Punjab freedom of information bill: Civil society rejects draft
LAHORE: Representatives of civil society organisations on Friday rejected the draft Punjab Freedom of Information Bill 2013, describing it as a “disabler law” having no mention of the status of whistleblowers.
Maximised time of redressal mechanism, long list of arbitrary “exemptions”, safeguarding many public domain information with the notion of “national defence or security”, “public order” and “public interest”, concealing commercial interest of a public body running with taxpayers’ money and not questioning government ability to manage economy were some of the points they criticised during a discussion on the draft bill, which the Punjab government has offered for public comments.
The full text of the draft law was published in English language in leading Urdu newspaper on Aug 8.

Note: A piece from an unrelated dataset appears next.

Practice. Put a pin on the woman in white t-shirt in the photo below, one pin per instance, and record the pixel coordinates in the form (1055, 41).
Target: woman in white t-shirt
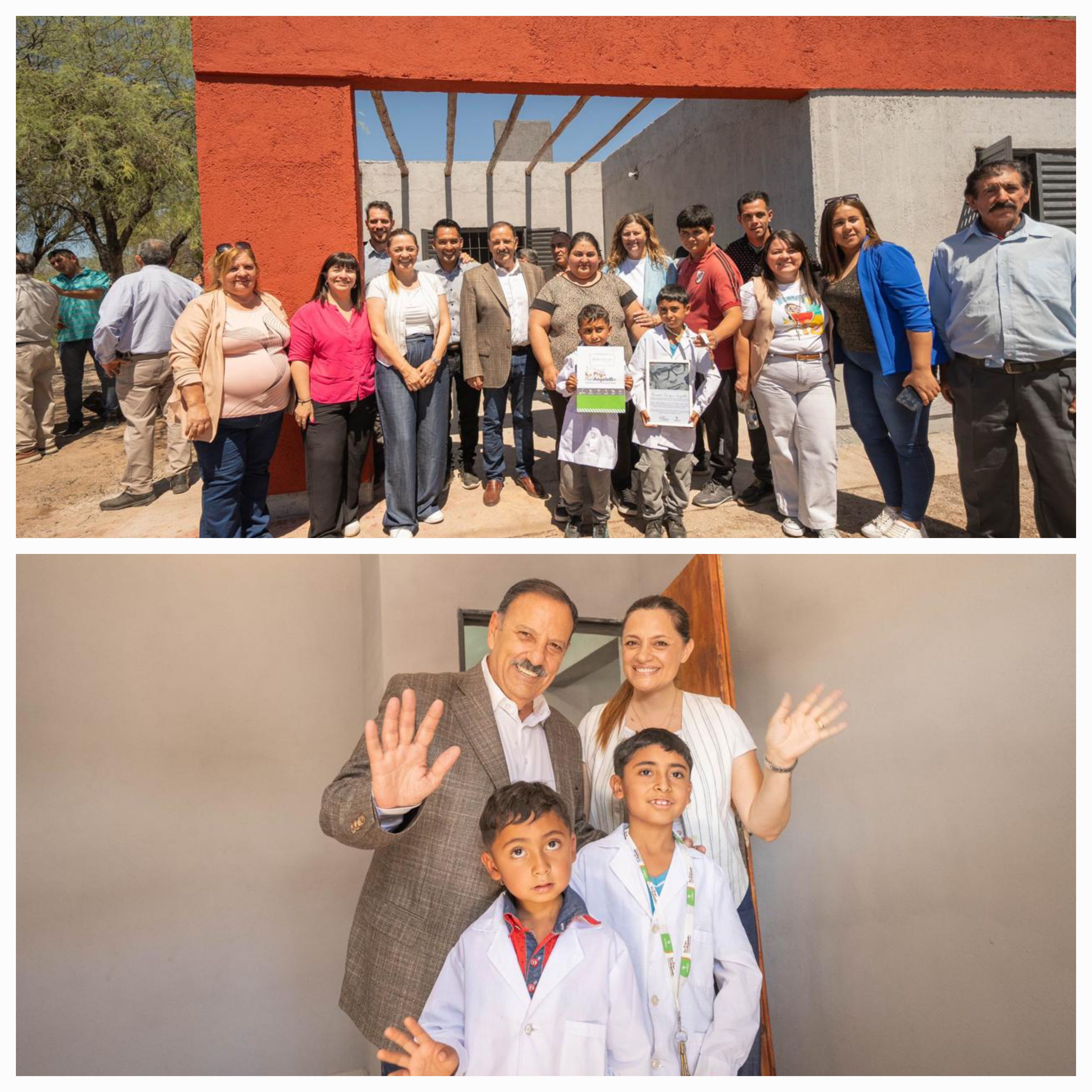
(408, 312)
(726, 776)
(783, 359)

The consultation was organised by UNDP-Pakistan and Punjab Lok Sujag. The participants discussed proposed law from three angles. They were of the view that the proposed draft was overwhelmed by disabling clauses in relation to citizens’ “Right to Information” being protected in Article 19-A of the 1973 Constitution. “The spirit of Article 19 (A) is tactfully denied in the proposed law,” it was noted.
“The draft is deficient on account of definitional clarity, procedural framework and scope of operations,” it was observed. The intent of law should be to enable citizens to have access to information but the draft law apparently disables citizens to exercise their right to information.

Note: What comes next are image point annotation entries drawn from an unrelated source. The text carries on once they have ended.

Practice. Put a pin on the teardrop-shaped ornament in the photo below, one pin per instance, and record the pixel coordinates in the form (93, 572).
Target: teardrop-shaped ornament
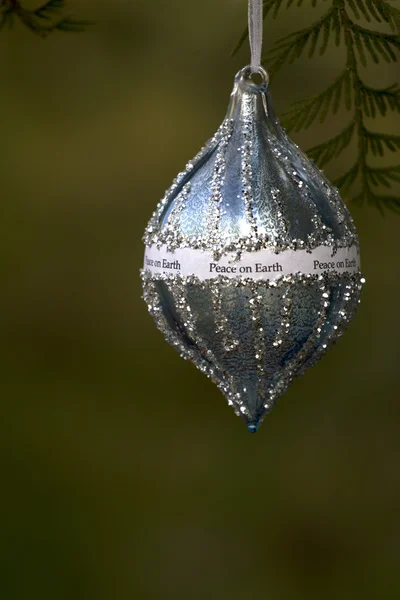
(252, 267)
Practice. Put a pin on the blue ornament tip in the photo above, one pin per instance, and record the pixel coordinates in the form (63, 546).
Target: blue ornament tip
(252, 427)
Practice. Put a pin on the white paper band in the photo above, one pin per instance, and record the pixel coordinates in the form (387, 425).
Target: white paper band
(263, 264)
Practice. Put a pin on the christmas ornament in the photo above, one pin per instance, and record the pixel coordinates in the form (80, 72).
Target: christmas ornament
(252, 264)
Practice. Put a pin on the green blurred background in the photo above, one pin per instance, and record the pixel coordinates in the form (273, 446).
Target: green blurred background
(124, 473)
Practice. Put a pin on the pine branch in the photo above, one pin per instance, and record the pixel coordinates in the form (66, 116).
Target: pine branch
(42, 21)
(291, 47)
(362, 45)
(304, 112)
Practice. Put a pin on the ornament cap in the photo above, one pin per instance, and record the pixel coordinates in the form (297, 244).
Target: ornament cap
(249, 98)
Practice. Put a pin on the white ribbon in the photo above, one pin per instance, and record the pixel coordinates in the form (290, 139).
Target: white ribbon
(255, 33)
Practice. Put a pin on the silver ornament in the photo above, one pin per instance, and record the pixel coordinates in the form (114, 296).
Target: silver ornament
(252, 259)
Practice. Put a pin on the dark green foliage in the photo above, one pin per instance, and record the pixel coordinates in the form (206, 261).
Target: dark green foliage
(42, 21)
(362, 45)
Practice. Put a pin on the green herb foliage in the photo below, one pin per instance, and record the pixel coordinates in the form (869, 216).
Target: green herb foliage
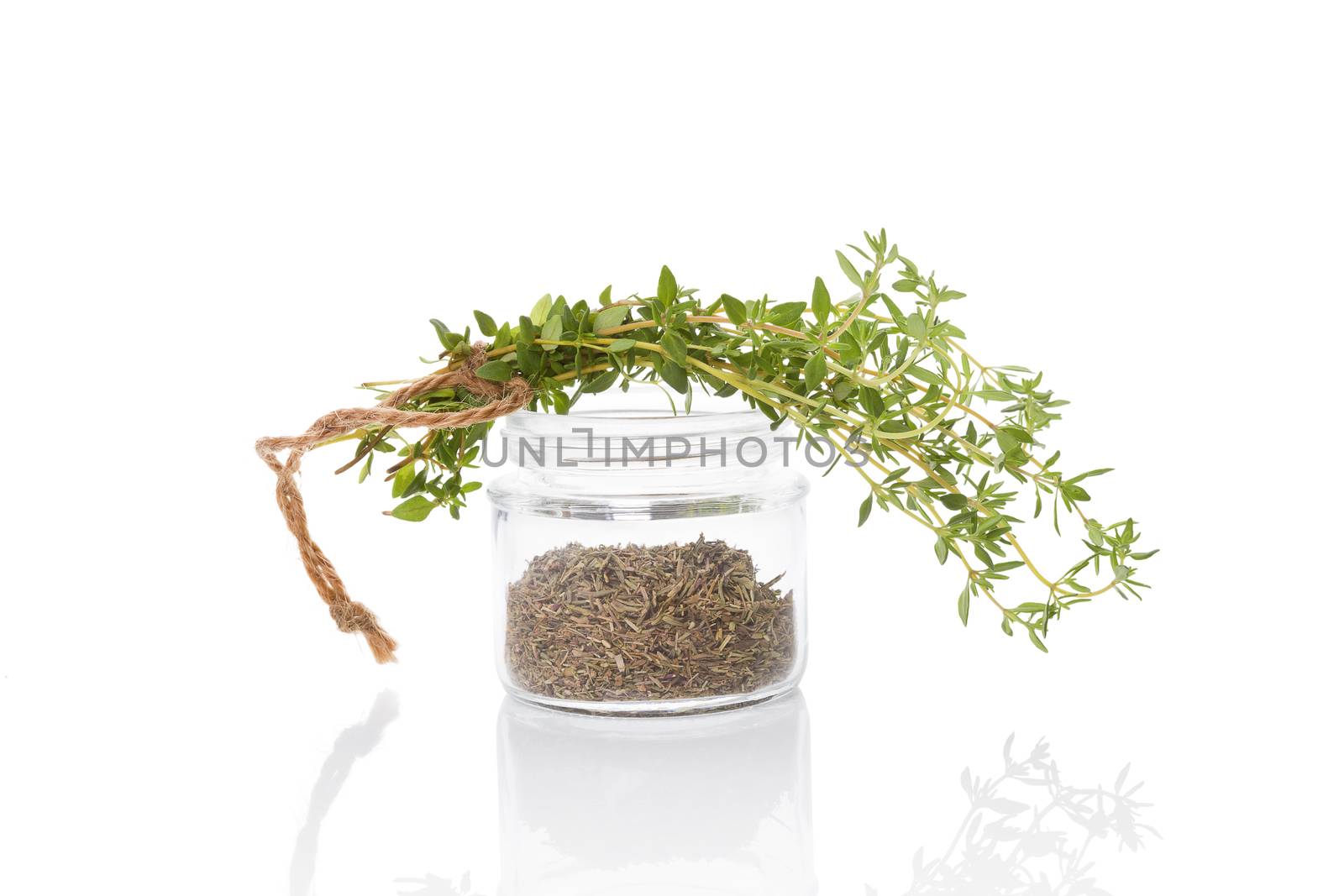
(882, 376)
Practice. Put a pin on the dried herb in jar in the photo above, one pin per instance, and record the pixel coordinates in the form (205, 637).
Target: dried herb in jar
(647, 622)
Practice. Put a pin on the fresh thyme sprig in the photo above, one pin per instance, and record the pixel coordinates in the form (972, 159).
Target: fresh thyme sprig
(880, 376)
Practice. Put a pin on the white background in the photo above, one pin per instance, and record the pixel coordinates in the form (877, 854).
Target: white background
(217, 217)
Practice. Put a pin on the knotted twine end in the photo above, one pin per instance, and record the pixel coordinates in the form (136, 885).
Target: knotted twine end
(351, 616)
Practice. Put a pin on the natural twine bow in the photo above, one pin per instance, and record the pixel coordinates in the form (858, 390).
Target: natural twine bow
(351, 616)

They urged the lawmakers to screen the draft within the ambit of Article 19(A), revisit and improve before making it a piece of legislation in the Punjab Assembly.
They urged that the title of the proposed law should adopt constitutional expression (Article 19-A) and it should be rephrased as “The Punjab Right to Information Act-2013” and this spirit shall also be reflected in its preamble.

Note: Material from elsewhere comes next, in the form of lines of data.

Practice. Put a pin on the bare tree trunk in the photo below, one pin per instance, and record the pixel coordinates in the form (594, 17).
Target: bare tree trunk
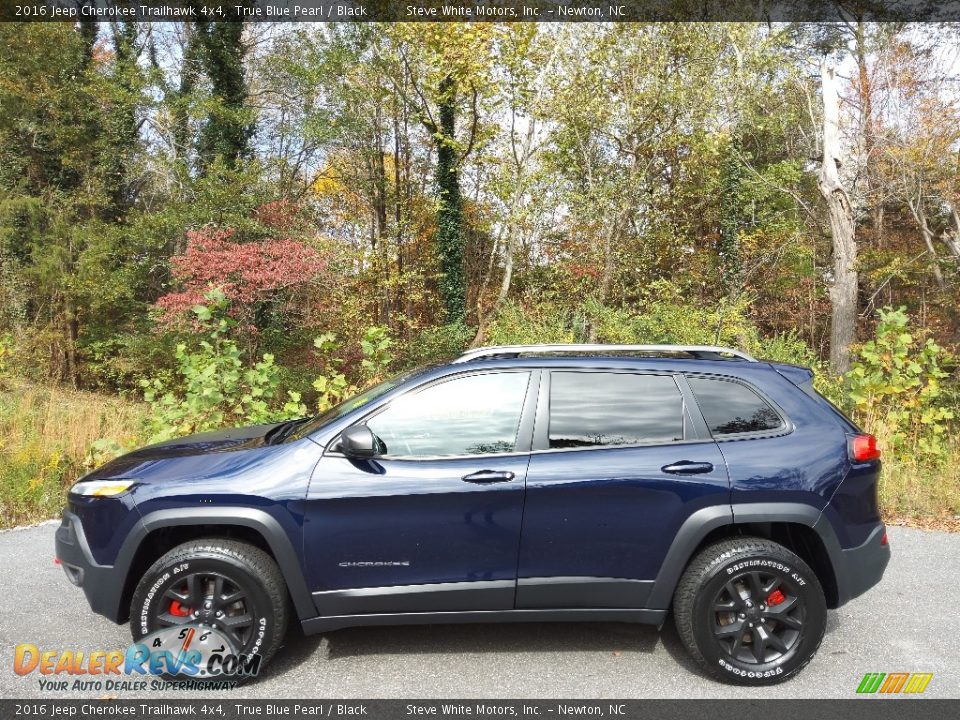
(920, 215)
(952, 239)
(843, 291)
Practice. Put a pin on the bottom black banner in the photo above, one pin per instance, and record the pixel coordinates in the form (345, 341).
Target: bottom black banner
(855, 709)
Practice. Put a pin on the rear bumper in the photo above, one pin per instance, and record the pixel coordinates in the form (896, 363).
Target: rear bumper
(100, 583)
(860, 568)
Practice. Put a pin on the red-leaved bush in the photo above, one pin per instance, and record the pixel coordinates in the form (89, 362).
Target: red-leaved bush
(248, 273)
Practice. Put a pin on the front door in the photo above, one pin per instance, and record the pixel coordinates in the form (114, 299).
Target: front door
(432, 523)
(619, 462)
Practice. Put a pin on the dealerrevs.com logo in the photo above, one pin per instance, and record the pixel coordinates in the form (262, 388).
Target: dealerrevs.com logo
(188, 657)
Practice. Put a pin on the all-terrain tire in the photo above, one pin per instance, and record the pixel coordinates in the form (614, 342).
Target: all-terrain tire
(718, 603)
(243, 567)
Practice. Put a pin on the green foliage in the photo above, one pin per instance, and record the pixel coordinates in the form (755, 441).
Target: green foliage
(896, 387)
(332, 386)
(439, 344)
(212, 387)
(376, 346)
(515, 324)
(6, 352)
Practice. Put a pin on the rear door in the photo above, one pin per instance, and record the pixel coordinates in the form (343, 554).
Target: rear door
(620, 459)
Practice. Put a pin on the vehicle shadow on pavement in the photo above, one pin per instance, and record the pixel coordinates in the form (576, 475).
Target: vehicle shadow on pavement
(506, 637)
(481, 638)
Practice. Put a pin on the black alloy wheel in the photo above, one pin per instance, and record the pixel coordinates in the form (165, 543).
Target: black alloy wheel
(758, 617)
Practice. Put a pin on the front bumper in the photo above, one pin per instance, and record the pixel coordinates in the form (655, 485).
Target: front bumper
(862, 567)
(100, 583)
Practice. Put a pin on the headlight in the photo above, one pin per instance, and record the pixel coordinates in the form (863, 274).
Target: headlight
(101, 488)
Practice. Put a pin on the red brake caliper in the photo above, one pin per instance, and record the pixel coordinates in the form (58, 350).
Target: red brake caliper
(775, 598)
(178, 610)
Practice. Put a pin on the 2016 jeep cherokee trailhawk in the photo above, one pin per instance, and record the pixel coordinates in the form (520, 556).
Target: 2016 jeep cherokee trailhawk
(517, 483)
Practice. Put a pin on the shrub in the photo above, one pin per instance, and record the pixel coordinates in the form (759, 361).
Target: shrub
(896, 387)
(332, 386)
(211, 387)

The overstretched area of ‘exemptions’ (Clause 13) in the disclosure of information was noted as the major disabler, as some of the exemptions proposed in the law do not meet the standards of openness and responsive and transparent governance.
The denial of access to information under the pretext of “public order”, “public interest” is misleading, as this opens a room for subjectively motivated interpretations on part of the information provider (the state).
It was indicated that sometimes even information related to early warning on disasters is concealed on the pretext of panic flight and maintenance of “public order”. It was also noted that generic terms were used without precise definitions.
The participants observed that the list of exemptions was too long, vague and generalised. Umbrella terms like ‘national defence and security’, ‘international relations’, ‘legally privileged information’, ‘legitimate commercial interests’, ‘ability to manage economy’ etc. have been used that have the potential of misuse in almost all situations and can create hindrances in provision of information.
It was suggested that clauses (g) and (h) should be removed and rest be clearly defined in the ‘definitions’. Authority for interpretation of the above mentioned terms lies with the information officer and hence can be used subjectively in varying circumstances. Section 13 needs to be revised completely into a concise, comprehensive and pragmatic statement.
The participants demanded that the proposed law should have overriding effect over all other laws. Giving it ‘effect of precedence’ on other laws leaves space for clog on information thus defying the spirit of right to information, they argued.
It was highlighted that the relationship of the draft law with other laws should be clearly defined and all existing laws, rules, regulations, staff training rules and administrative manuals must be brought in accordance with the commands of Article 19-A of the Constitution.
The proposed law must state the deadline for formulation of Information Commission. Timeline provided by the law to get information should be rationalised and 21 extendable days for Public Information Officer, and 30 extendable days before Information Commission provided by the law should not be left unfettered. It was also demanded that punitive actions must be clearly provided by the law.
The proposed law has not provided for the definite punishments for offences that are distinguishable and has rounded “destruction of record” and “obstruction” in providing information in generalised terms, making it vague in its nature and inefficient in its application. The amount of fine and the court which will take cognizance of the offence has not been provided by the proposed law.
The time period for declassifying the information that has been refused or held by the government on the basis of exceptions provided by the draft must be made part of the law.
It was observed that there was no mentioning of whistleblower and the ‘whistleblowers’ must be given protection by the law. The definition of information Clause 2 (f) should include “data generated from public money” and all matters, including public importance. The officers who are or have been in provincial or federal service in basic scale 20 must be eligible to be appointed as information commissioner. The Punjab government must allocate budget for actual enactment and popularisation of law.
The consultation was attended by senior lawyers, media persons, Centre of Civic Education, Human Rights Commission of Pakistan, Center for Peace and Development Initiative, Strengthening Participatory Organization, THAAP, South Asia Partnership Pakistan, ActionAid, United Nations Development Programme and Punjab Lok Sujag. Zafarullah Khan presented an overview of the law.